If we look at the weeks above and use “Weekly Training Hours” or “Weekly Training Miles” as our metric of training load it would lead you to believe that week 1 had the biggest training load. Although when we look at TSS we know that week 2 actually had the greatest training load because of the higher TSS; less time and miles than week 1 but more intensity resulted in a harder week of training.
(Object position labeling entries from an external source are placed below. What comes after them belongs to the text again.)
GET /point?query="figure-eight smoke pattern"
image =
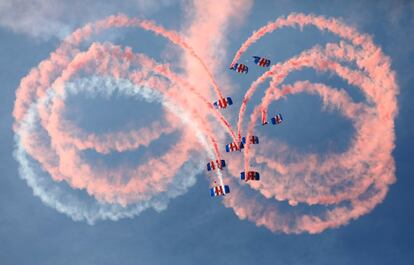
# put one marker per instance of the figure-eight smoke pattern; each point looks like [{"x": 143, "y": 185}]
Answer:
[{"x": 346, "y": 186}]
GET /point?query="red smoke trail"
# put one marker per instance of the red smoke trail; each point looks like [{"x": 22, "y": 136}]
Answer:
[
  {"x": 345, "y": 185},
  {"x": 64, "y": 65},
  {"x": 351, "y": 183}
]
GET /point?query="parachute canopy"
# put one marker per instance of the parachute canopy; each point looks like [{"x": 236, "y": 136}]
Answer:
[
  {"x": 231, "y": 147},
  {"x": 251, "y": 175},
  {"x": 261, "y": 61},
  {"x": 277, "y": 119},
  {"x": 218, "y": 164},
  {"x": 223, "y": 103},
  {"x": 240, "y": 68},
  {"x": 219, "y": 190},
  {"x": 252, "y": 139}
]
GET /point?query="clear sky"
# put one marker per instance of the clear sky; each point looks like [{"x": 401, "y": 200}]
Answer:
[{"x": 179, "y": 223}]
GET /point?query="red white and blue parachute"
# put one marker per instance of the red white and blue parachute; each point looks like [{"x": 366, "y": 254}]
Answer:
[
  {"x": 277, "y": 119},
  {"x": 231, "y": 147},
  {"x": 223, "y": 103},
  {"x": 251, "y": 175},
  {"x": 264, "y": 117},
  {"x": 252, "y": 140},
  {"x": 219, "y": 190},
  {"x": 260, "y": 61},
  {"x": 218, "y": 164},
  {"x": 240, "y": 68}
]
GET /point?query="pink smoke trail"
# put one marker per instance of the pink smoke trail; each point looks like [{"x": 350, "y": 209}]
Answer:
[
  {"x": 350, "y": 183},
  {"x": 105, "y": 185}
]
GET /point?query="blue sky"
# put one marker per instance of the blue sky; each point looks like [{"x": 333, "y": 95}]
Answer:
[{"x": 195, "y": 229}]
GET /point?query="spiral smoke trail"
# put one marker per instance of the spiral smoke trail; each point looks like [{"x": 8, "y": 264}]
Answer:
[{"x": 343, "y": 186}]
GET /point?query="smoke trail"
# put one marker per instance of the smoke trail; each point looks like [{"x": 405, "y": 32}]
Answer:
[
  {"x": 349, "y": 184},
  {"x": 47, "y": 88}
]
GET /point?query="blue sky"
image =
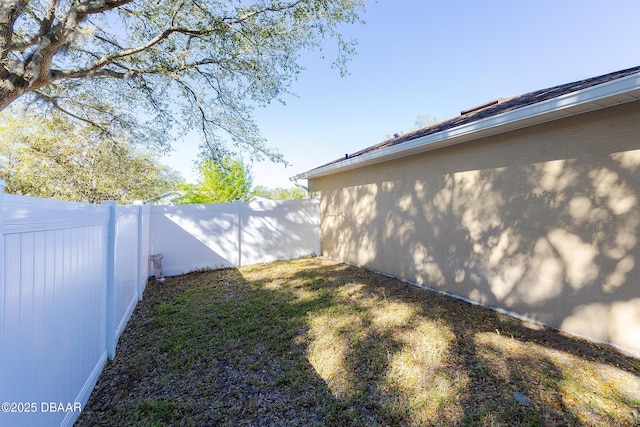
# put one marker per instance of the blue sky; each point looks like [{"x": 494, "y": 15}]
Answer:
[{"x": 435, "y": 58}]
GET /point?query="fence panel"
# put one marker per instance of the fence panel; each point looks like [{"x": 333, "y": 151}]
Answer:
[
  {"x": 53, "y": 301},
  {"x": 273, "y": 230},
  {"x": 72, "y": 273},
  {"x": 192, "y": 237}
]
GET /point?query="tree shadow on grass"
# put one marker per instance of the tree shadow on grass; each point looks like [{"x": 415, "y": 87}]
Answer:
[{"x": 313, "y": 342}]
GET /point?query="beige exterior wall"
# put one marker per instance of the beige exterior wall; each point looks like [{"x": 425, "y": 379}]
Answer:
[{"x": 544, "y": 222}]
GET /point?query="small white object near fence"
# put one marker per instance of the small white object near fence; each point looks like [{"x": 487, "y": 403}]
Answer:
[{"x": 72, "y": 273}]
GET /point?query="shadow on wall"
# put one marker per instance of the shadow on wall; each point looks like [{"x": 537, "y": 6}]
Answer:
[{"x": 543, "y": 228}]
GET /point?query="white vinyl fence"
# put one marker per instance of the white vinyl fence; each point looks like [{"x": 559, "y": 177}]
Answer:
[
  {"x": 71, "y": 275},
  {"x": 193, "y": 237}
]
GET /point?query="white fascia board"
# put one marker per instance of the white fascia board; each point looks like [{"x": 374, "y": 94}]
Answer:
[{"x": 619, "y": 91}]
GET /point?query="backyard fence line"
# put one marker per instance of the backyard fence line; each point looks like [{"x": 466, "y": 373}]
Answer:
[{"x": 71, "y": 275}]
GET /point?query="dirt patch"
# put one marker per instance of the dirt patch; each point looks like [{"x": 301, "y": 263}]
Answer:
[{"x": 315, "y": 342}]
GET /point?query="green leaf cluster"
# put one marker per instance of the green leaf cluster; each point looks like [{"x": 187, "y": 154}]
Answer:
[
  {"x": 222, "y": 181},
  {"x": 52, "y": 157},
  {"x": 156, "y": 68}
]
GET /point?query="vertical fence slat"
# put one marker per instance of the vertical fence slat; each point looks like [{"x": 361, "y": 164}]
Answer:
[{"x": 110, "y": 285}]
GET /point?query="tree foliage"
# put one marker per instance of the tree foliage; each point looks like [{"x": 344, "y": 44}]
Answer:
[
  {"x": 53, "y": 158},
  {"x": 221, "y": 181},
  {"x": 280, "y": 193},
  {"x": 137, "y": 66}
]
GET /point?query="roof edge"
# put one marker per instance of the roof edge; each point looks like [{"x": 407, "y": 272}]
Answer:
[{"x": 607, "y": 94}]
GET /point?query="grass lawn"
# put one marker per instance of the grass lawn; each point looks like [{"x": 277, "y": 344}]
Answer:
[{"x": 315, "y": 342}]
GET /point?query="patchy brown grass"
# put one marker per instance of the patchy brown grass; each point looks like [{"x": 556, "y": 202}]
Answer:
[{"x": 314, "y": 342}]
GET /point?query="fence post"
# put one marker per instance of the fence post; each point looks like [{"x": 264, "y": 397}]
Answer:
[
  {"x": 139, "y": 269},
  {"x": 237, "y": 222},
  {"x": 111, "y": 289},
  {"x": 1, "y": 237}
]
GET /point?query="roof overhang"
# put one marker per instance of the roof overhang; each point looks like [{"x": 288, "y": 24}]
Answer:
[{"x": 615, "y": 92}]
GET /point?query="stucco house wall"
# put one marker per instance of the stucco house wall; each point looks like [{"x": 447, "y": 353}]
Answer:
[{"x": 543, "y": 221}]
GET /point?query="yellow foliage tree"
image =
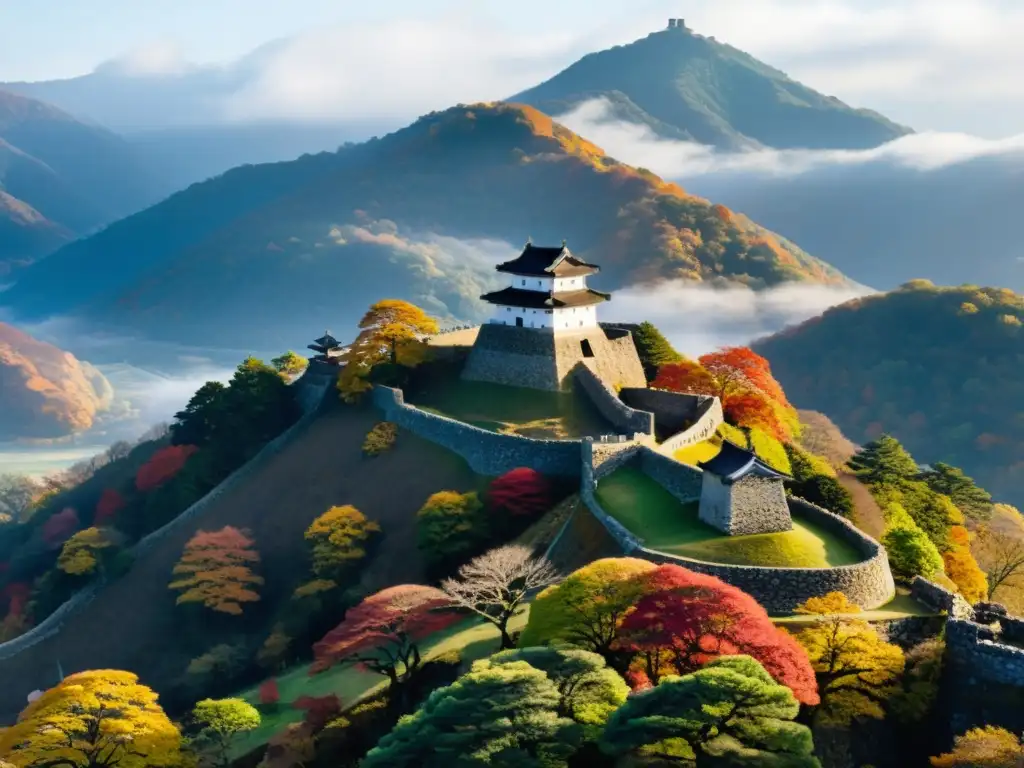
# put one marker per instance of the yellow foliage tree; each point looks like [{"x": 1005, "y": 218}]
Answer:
[
  {"x": 80, "y": 553},
  {"x": 216, "y": 570},
  {"x": 983, "y": 748},
  {"x": 94, "y": 720},
  {"x": 856, "y": 670},
  {"x": 834, "y": 602},
  {"x": 339, "y": 540}
]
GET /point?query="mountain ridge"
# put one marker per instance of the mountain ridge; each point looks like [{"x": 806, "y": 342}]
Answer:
[
  {"x": 488, "y": 171},
  {"x": 714, "y": 94}
]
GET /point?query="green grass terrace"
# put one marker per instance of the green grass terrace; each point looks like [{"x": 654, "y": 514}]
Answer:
[
  {"x": 667, "y": 524},
  {"x": 529, "y": 413}
]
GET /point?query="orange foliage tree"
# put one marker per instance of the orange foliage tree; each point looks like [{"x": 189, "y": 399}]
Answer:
[
  {"x": 384, "y": 631},
  {"x": 742, "y": 380},
  {"x": 163, "y": 466},
  {"x": 686, "y": 620},
  {"x": 111, "y": 502},
  {"x": 215, "y": 570}
]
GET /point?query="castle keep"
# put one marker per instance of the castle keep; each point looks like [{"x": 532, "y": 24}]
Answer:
[{"x": 544, "y": 327}]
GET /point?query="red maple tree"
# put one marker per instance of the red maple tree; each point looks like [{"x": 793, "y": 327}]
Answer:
[
  {"x": 162, "y": 466},
  {"x": 383, "y": 632},
  {"x": 520, "y": 493},
  {"x": 269, "y": 693},
  {"x": 687, "y": 619},
  {"x": 59, "y": 526},
  {"x": 111, "y": 502}
]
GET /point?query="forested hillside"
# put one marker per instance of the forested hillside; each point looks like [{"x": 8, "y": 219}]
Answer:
[
  {"x": 938, "y": 368},
  {"x": 312, "y": 238}
]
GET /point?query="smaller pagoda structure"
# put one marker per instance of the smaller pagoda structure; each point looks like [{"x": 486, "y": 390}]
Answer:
[
  {"x": 740, "y": 495},
  {"x": 328, "y": 349}
]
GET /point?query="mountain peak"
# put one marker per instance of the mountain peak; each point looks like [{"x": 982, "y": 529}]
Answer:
[{"x": 686, "y": 86}]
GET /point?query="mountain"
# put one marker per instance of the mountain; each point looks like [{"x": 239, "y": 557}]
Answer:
[
  {"x": 687, "y": 86},
  {"x": 45, "y": 392},
  {"x": 884, "y": 223},
  {"x": 61, "y": 177},
  {"x": 424, "y": 213},
  {"x": 940, "y": 369}
]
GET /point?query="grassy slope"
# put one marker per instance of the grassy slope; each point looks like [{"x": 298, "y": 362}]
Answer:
[
  {"x": 665, "y": 523},
  {"x": 128, "y": 626}
]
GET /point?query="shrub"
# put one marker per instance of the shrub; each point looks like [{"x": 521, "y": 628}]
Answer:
[{"x": 380, "y": 438}]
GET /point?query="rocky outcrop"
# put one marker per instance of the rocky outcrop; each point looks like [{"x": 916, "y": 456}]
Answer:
[{"x": 44, "y": 391}]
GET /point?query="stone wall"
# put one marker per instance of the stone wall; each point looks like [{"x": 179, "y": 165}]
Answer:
[
  {"x": 939, "y": 598},
  {"x": 486, "y": 453},
  {"x": 311, "y": 389},
  {"x": 868, "y": 583},
  {"x": 621, "y": 416},
  {"x": 682, "y": 480},
  {"x": 759, "y": 506},
  {"x": 543, "y": 359},
  {"x": 709, "y": 420}
]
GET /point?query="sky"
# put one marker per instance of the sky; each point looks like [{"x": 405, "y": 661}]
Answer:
[{"x": 934, "y": 65}]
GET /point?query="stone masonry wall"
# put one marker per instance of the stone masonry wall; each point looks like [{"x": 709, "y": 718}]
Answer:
[
  {"x": 486, "y": 453},
  {"x": 542, "y": 359},
  {"x": 682, "y": 480},
  {"x": 868, "y": 583},
  {"x": 759, "y": 506},
  {"x": 311, "y": 388},
  {"x": 621, "y": 416}
]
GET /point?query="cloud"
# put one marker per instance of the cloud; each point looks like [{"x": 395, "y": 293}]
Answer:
[
  {"x": 698, "y": 318},
  {"x": 638, "y": 145},
  {"x": 159, "y": 58}
]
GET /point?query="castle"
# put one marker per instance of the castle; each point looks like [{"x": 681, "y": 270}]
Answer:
[{"x": 544, "y": 327}]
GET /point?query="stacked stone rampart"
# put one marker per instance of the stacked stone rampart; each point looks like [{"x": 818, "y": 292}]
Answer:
[
  {"x": 867, "y": 583},
  {"x": 486, "y": 453},
  {"x": 616, "y": 413}
]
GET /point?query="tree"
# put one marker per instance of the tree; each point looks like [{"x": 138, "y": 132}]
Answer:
[
  {"x": 589, "y": 690},
  {"x": 269, "y": 692},
  {"x": 390, "y": 331},
  {"x": 974, "y": 502},
  {"x": 910, "y": 551},
  {"x": 586, "y": 608},
  {"x": 685, "y": 620},
  {"x": 163, "y": 466},
  {"x": 383, "y": 632},
  {"x": 290, "y": 365},
  {"x": 95, "y": 719},
  {"x": 983, "y": 748},
  {"x": 855, "y": 669},
  {"x": 82, "y": 554},
  {"x": 654, "y": 349},
  {"x": 883, "y": 462},
  {"x": 452, "y": 526},
  {"x": 111, "y": 502},
  {"x": 215, "y": 570},
  {"x": 730, "y": 710},
  {"x": 496, "y": 584},
  {"x": 1000, "y": 554},
  {"x": 520, "y": 493},
  {"x": 219, "y": 721},
  {"x": 340, "y": 538},
  {"x": 502, "y": 715}
]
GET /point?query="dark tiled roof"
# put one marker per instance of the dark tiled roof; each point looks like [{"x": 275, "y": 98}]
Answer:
[
  {"x": 539, "y": 300},
  {"x": 732, "y": 462},
  {"x": 547, "y": 262}
]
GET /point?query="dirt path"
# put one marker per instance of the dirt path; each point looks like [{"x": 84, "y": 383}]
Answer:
[{"x": 131, "y": 623}]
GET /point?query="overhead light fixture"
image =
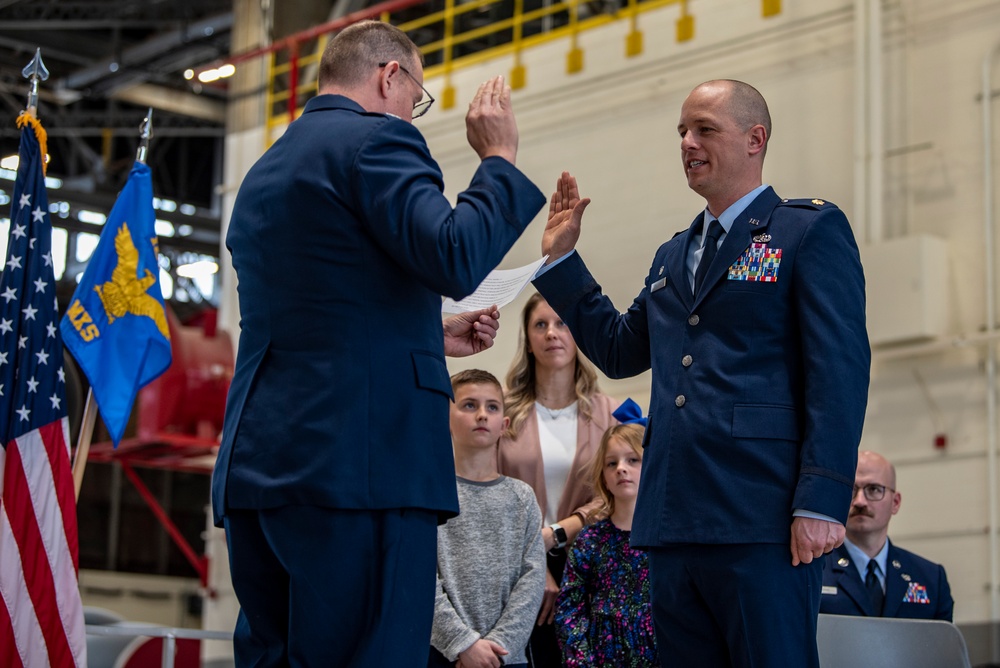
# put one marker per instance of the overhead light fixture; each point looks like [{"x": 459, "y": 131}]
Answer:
[
  {"x": 199, "y": 269},
  {"x": 216, "y": 73}
]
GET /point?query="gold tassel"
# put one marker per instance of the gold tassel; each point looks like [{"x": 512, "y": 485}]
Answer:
[{"x": 43, "y": 139}]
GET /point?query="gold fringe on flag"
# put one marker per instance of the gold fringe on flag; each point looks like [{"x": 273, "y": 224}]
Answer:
[{"x": 43, "y": 139}]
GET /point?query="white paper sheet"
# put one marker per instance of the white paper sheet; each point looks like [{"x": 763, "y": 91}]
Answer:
[{"x": 500, "y": 287}]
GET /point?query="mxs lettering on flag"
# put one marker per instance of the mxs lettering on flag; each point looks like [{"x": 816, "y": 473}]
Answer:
[
  {"x": 115, "y": 325},
  {"x": 41, "y": 616}
]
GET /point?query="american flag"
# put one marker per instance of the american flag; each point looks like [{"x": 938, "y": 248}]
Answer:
[{"x": 41, "y": 615}]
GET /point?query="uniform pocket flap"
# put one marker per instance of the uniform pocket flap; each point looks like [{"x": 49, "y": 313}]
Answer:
[
  {"x": 431, "y": 372},
  {"x": 762, "y": 421}
]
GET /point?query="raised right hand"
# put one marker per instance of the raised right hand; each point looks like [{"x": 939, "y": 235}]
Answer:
[
  {"x": 562, "y": 230},
  {"x": 490, "y": 126}
]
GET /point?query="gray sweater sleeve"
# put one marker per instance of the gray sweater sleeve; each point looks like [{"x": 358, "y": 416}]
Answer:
[
  {"x": 449, "y": 635},
  {"x": 518, "y": 618}
]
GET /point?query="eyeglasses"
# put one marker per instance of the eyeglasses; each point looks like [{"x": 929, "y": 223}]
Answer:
[
  {"x": 422, "y": 107},
  {"x": 873, "y": 492}
]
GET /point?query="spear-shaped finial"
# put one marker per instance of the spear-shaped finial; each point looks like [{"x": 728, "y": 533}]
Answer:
[
  {"x": 34, "y": 72},
  {"x": 145, "y": 134}
]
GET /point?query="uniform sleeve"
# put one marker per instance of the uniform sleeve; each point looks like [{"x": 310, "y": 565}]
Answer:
[
  {"x": 617, "y": 343},
  {"x": 517, "y": 620},
  {"x": 946, "y": 608},
  {"x": 829, "y": 297},
  {"x": 449, "y": 249},
  {"x": 573, "y": 604}
]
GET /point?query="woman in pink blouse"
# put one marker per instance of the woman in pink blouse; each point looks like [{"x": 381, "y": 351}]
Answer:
[{"x": 558, "y": 416}]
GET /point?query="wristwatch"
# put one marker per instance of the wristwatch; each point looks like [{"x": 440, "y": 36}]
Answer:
[{"x": 560, "y": 535}]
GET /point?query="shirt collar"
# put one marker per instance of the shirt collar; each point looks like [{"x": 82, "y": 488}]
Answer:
[
  {"x": 735, "y": 209},
  {"x": 861, "y": 559}
]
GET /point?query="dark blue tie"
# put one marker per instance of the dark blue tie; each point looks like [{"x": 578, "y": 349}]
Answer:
[
  {"x": 711, "y": 248},
  {"x": 874, "y": 588}
]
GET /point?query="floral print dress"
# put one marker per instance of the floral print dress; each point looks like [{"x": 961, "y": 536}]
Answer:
[{"x": 603, "y": 613}]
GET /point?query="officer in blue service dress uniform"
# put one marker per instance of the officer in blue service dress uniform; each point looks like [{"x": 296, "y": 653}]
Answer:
[
  {"x": 753, "y": 322},
  {"x": 335, "y": 464},
  {"x": 870, "y": 576}
]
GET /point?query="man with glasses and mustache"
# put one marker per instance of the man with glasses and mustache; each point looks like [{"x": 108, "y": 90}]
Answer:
[
  {"x": 335, "y": 465},
  {"x": 868, "y": 575}
]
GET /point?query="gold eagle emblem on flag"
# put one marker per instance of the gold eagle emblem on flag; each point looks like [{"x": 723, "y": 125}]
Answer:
[{"x": 126, "y": 293}]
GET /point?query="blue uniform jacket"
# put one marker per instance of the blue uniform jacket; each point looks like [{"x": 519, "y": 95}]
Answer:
[
  {"x": 759, "y": 384},
  {"x": 343, "y": 243},
  {"x": 915, "y": 588}
]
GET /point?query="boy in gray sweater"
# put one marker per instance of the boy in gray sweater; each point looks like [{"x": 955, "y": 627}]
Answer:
[{"x": 491, "y": 563}]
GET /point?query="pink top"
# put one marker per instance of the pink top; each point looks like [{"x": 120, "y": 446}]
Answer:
[{"x": 521, "y": 458}]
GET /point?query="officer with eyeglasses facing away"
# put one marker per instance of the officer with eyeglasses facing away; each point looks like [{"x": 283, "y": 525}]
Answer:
[
  {"x": 868, "y": 575},
  {"x": 336, "y": 464}
]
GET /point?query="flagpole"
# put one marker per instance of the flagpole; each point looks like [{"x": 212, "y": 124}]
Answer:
[{"x": 90, "y": 407}]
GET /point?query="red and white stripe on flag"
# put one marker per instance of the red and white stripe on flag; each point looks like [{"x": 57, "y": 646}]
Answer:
[{"x": 41, "y": 619}]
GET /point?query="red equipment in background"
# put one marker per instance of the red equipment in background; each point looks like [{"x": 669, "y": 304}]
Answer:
[
  {"x": 189, "y": 399},
  {"x": 179, "y": 416}
]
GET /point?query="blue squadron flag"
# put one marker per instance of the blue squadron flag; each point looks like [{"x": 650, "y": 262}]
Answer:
[
  {"x": 41, "y": 615},
  {"x": 116, "y": 325}
]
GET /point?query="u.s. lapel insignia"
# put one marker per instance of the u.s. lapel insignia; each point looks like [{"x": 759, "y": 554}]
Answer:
[{"x": 916, "y": 593}]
It is also interesting to note that week 1 and week 3 had the same exact training load based on TSS but there was a difference of 2h:28m of training time as well as 50 miles, meaning the intensity during the week 3 rides were also higher overall than the intensity of rides in week 1. Again If you used either time or miles as your metric for training load you would certainly come to the wrong conclusion regarding which weeks were more stressful.
Programming wise It would be easy to come to the conclusion based on those three weeks that I was tapering down training load from week 1 to week 3 based on time/miles but based on TSS you can see that was certainly not the case. Based on TSS we know for a fact that the training load did not go down at all from week 1; I was certainly not tapering.
In the examples above of the workouts and weekly training load we can see why TSS is such an important metric for you to pay attention to and track. From a workout standpoint it will allow you to understand how much recovery time you might need from day to day or how to plan workouts during the week to be effective. From a program standpoint it is so important to understand not only the duration of training you are doing but also the overall intensity as well; more time or more miles does not always equate to more training!
Bottom line is when building a training program it is all about how you progress in duration and intensity. TSS allows for you to do that objectively. Simply tracking miles or hours does not allow you truly understand the impact those miles have on your body.
Shortcut equation to figure out projected TSS of a ride
(IF x IF) x Hours x 100 = TSS
4 hour ride at 80% would be???
(0.80 x 0.80) x 4 x 100 = 256 TSS
Ironman athletes should target 300 or less TSS for 112 mile bike leg.